3. In response to Wilson’s announcement last week that she will turn on police surveillance cameras in the stadium district for the upcoming World Cup games, the anti-surveillance advocates at Community Not Cameras questioned the mayor’s claim that police and the FBI had presented evidence of a “credible threat” to public safety. Wilson previously said she would not turn the cameras on without evidence of a credible threat, but did not clearly define what she meant by that term; last week, she cited “general but credible” threats to justify activating the cameras.
“By activating an Axon-backed surveillance grid in Seattle, the City is risking this data being handed over to a weaponized federal intelligence apparatus,” the coalition said in a statement.
“[R]egardless of whatever bureaucratic policy or verbal assurances the Mayor hides behind, the City of Seattle does not have the power to stop the federal government from obtaining this data once it exists. Any local safeguards or policy limitations the City claims SPD follows are completely meaningless against the collection capabilities and legal mechanisms available to the federal government. If you build it, and if you turn it on, they can take it.”
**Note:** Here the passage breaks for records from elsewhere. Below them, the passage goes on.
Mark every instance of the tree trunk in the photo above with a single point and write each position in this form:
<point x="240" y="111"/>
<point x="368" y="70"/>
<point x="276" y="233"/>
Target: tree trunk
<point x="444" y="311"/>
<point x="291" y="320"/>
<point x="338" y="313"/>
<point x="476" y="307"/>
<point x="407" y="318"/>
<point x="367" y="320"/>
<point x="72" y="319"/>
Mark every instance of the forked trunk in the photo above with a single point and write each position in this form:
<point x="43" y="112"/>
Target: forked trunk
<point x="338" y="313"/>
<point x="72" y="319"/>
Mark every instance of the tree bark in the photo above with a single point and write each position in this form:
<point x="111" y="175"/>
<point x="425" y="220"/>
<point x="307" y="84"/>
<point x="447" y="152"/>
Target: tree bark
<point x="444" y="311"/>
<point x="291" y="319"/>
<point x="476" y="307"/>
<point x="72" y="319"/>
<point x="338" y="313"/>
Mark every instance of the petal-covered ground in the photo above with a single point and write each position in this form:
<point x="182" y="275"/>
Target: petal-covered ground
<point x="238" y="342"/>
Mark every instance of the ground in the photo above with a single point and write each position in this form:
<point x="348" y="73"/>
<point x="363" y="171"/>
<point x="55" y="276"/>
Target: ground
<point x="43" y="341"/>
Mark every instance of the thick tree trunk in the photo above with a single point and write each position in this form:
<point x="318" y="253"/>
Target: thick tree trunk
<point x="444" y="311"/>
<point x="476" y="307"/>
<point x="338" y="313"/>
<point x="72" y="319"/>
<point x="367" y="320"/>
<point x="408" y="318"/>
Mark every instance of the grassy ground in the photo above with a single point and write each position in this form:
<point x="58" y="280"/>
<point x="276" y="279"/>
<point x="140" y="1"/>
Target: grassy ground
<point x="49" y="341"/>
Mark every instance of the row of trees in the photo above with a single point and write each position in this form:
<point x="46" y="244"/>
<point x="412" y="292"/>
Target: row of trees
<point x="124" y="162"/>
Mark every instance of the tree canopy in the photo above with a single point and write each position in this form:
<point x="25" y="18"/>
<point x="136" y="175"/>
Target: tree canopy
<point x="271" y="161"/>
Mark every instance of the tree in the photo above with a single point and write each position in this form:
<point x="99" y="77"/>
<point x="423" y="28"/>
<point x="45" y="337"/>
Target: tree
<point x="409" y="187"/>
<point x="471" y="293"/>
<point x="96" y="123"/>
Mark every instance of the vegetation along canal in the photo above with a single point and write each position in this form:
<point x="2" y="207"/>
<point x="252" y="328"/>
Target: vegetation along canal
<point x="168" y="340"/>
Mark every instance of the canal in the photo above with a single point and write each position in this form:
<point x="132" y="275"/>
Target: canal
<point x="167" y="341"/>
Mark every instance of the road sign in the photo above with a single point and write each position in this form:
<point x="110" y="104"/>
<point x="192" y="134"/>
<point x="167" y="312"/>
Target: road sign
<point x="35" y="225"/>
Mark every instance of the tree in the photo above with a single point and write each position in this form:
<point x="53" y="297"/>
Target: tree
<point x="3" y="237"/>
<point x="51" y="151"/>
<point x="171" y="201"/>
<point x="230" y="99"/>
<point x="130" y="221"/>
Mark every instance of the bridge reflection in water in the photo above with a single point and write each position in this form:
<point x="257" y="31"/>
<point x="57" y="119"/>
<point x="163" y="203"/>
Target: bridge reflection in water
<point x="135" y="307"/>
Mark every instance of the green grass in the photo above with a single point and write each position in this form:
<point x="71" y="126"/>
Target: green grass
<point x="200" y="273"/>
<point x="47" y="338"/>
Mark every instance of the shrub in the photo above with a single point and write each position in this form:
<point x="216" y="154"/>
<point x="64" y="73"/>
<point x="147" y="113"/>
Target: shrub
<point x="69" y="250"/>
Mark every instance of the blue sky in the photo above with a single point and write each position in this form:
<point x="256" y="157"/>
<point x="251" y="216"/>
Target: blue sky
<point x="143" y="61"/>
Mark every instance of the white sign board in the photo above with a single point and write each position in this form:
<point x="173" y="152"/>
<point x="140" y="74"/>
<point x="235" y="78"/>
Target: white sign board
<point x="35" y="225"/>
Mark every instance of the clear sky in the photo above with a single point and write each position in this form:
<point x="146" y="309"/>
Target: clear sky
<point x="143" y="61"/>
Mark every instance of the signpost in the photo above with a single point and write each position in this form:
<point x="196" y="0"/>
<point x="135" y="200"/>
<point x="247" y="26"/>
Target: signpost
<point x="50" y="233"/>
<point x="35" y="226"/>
Our Seattle, a group of Wilson supporters who organized to hold the mayor accountable to her campaign promises, requested footage from one of the surveillance cameras, which SPD has maintained is deleted after five days and only accessible to a handful of people. They received and posted the footage on Instagram on May 28.

The rich continue fleeing Seattle. Rich Barton (former Zillow CEO) announced today he’s taking his billions and leaving for Las Vegas.
Projected budget deficits are growing by the day. The Golden Geese are leaving. We all know what that means. All new taxation will fall on the working class.
Katie is doing great work destroying this once well regarded city.
Gotta question the judgement of billionaire Rich Barton: leave one of the most beautiful places in North America to settle in … Las Vegas? Just to save some money? Which he already has quite a lot of? What’s the thinking there? Or if the reason actually is not to save on taxes, like “Hmm, world’s running out of water, think I’ll move to a desert, because I realllly like the color brown.”
Does moving to Las Vegas in 2026 automatically qualify you as having a gambling problem?
Interesting word choice in the headline. “Backs down” suggests that Wilson had proposed or was interested in making these rollbacks to tenant protections, but this doesn’t appear to be the case. Rather, various interest groups had lobbied for them.